From: Vladislav Shpilevoy <v.shpilevoy@tarantool.org>
To: tarantool-patches@dev.tarantool.org, gorcunov@gmail.com,
	sergepetrenko@tarantool.org
Subject: [Tarantool-patches] [PATCH v2 0/4] Boot with anon
Date: Tue, 15 Sep 2020 01:11:26 +0200	[thread overview]
Message-ID: <cover.1600124767.git.v.shpilevoy@tarantool.org> (raw)
The patch attempts to address with problem of anonymous replicas being
registered in _cluster, if they are present during bootstrap.
The bug was found during working on another issue related to Raft. The problem
is that Raft won't work properly during bootstrap if non-joined replicas are
registered in _cluster.
When their auto-registration by applier was removed, the anon bug was found.
The auto-registration removal is trivial, but it breaks the cluster bootstrap in
another way creating false-positive XlogGap errors. See the second commit with
an explanation. To solve the issue quite a radical solution is applied - gap
errors are not considered critical anymore, and can be retried. I am not sure
that is the best option, but couldn't come up with anything better after a long
struggle with that.
This is a bug, so whatever we will come up with after all, it should be pushed
to the older versions too.
Branch: http://github.com/tarantool/tarantool/tree/gerold103/gh-5287-anon-false-register
Issue: https://github.com/tarantool/tarantool/issues/5287
Changes in v2:
- Anon status is stored as a flag again. In v1 it was stored as enum, but an
  alternative solution was proposed, where the enum is not needed.

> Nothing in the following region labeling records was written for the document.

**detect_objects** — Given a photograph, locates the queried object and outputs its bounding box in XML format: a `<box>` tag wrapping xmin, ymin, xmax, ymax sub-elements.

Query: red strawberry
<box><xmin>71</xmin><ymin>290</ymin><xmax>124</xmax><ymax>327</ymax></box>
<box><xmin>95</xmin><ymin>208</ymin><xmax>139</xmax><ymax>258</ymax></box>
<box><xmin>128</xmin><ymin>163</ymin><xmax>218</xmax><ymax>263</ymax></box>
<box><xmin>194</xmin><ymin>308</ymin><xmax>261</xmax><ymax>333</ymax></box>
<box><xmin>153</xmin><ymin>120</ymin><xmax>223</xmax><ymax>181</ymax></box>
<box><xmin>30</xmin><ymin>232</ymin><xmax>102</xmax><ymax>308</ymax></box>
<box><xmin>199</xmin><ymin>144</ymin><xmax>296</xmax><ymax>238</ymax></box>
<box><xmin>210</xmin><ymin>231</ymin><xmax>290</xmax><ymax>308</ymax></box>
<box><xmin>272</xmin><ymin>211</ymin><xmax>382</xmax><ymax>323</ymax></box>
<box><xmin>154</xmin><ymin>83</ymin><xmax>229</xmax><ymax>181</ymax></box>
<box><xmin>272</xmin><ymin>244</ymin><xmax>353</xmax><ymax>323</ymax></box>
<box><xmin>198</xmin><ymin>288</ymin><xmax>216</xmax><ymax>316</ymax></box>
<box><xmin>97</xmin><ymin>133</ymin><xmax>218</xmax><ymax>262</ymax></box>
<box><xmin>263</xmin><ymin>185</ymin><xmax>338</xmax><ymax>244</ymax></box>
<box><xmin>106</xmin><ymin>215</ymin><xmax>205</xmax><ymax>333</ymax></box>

- Ballot now has a new field is_anon. It helps to avoid the enum, and set
  replica->anon flag to a correct value right when it becomes connected. Through
  relay or applier, either.
@ChangeLog
* Anonymous replica could be registered and could prevent WAL files removal (gh-5287).

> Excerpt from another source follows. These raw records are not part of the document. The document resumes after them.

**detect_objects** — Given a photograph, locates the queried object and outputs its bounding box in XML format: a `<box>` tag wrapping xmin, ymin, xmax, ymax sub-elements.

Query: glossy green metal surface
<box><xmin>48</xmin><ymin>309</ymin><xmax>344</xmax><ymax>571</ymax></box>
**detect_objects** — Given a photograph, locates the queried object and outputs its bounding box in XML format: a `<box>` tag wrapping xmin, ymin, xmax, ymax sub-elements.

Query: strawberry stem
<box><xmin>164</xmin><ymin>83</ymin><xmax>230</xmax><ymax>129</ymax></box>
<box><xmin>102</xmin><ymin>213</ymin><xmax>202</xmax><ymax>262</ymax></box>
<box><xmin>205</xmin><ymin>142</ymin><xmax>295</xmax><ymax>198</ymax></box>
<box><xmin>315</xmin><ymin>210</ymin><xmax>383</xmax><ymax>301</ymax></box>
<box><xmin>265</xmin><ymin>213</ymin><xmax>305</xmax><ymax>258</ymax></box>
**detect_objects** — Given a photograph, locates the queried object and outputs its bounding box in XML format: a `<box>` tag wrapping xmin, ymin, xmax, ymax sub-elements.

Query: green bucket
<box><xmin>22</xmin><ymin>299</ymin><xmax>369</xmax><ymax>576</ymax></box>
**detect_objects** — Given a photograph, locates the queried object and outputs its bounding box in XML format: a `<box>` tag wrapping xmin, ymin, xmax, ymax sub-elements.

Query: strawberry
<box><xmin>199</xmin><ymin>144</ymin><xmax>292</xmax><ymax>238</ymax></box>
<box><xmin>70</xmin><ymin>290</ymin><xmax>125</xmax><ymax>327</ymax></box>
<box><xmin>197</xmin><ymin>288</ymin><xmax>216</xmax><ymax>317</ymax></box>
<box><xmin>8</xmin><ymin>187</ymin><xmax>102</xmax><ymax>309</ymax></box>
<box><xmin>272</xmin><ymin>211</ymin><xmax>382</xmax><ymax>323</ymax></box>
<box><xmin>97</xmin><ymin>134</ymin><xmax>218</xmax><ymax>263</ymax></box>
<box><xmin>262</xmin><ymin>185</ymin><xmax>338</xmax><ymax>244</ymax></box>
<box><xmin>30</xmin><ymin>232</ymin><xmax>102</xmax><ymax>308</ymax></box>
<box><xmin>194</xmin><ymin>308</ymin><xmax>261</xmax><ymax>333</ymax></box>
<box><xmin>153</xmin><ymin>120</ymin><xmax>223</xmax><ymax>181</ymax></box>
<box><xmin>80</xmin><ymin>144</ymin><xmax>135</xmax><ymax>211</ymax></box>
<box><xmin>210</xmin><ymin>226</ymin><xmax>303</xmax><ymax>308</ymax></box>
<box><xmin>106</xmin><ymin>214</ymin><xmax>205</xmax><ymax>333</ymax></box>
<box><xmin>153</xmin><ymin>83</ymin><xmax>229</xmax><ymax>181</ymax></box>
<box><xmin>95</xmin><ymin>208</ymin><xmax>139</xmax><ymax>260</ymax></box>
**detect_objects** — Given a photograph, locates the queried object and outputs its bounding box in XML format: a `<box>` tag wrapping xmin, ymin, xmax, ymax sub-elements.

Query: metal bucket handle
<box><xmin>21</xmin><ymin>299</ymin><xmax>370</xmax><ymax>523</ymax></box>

* XlogGapError is not a critical error anymore. It means, box.info.replication will show upstream status as 'loading' if the error was found. The upstream will be restarted until the error is resolved automatically with a help of another instance, or until the replica is removed from box.cfg.replication (gh-5287).
Vladislav Shpilevoy (4):
  xlog: introduce an error code for XlogGapError
  replication: retry in case of XlogGapError
  replication: add is_anon flag to ballot
  replication: do not register outgoing connections
 src/box/applier.cc                            |  40 ++++
 src/box/box.cc                                |  30 +--
 src/box/errcode.h                             |   2 +
 src/box/error.cc                              |   2 +
 src/box/error.h                               |   1 +
 src/box/iproto_constants.h                    |   1 +
 src/box/recovery.h                            |   2 -
 src/box/replication.cc                        |  14 +-
 src/box/xrow.c                                |  14 +-
 src/box/xrow.h                                |   5 +
 test/box/error.result                         |   2 +
 test/replication/autobootstrap_anon.lua       |  25 +++
 test/replication/autobootstrap_anon1.lua      |   1 +
 test/replication/autobootstrap_anon2.lua      |   1 +
 test/replication/force_recovery.result        | 110 -----------
 test/replication/force_recovery.test.lua      |  43 -----
 test/replication/gh-5287-boot-anon.result     |  81 +++++++++
 test/replication/gh-5287-boot-anon.test.lua   |  30 +++
 test/replication/prune.result                 |  18 +-
 test/replication/prune.test.lua               |   7 +-
 test/replication/replica.lua                  |   2 +
 test/replication/replica_rejoin.result        |   6 +-
 test/replication/replica_rejoin.test.lua      |   4 +-
 .../show_error_on_disconnect.result           |   2 +-
 .../show_error_on_disconnect.test.lua         |   2 +-
 test/xlog/panic_on_wal_error.result           | 171 ------------------
 test/xlog/panic_on_wal_error.test.lua         |  75 --------
 27 files changed, 262 insertions(+), 429 deletions(-)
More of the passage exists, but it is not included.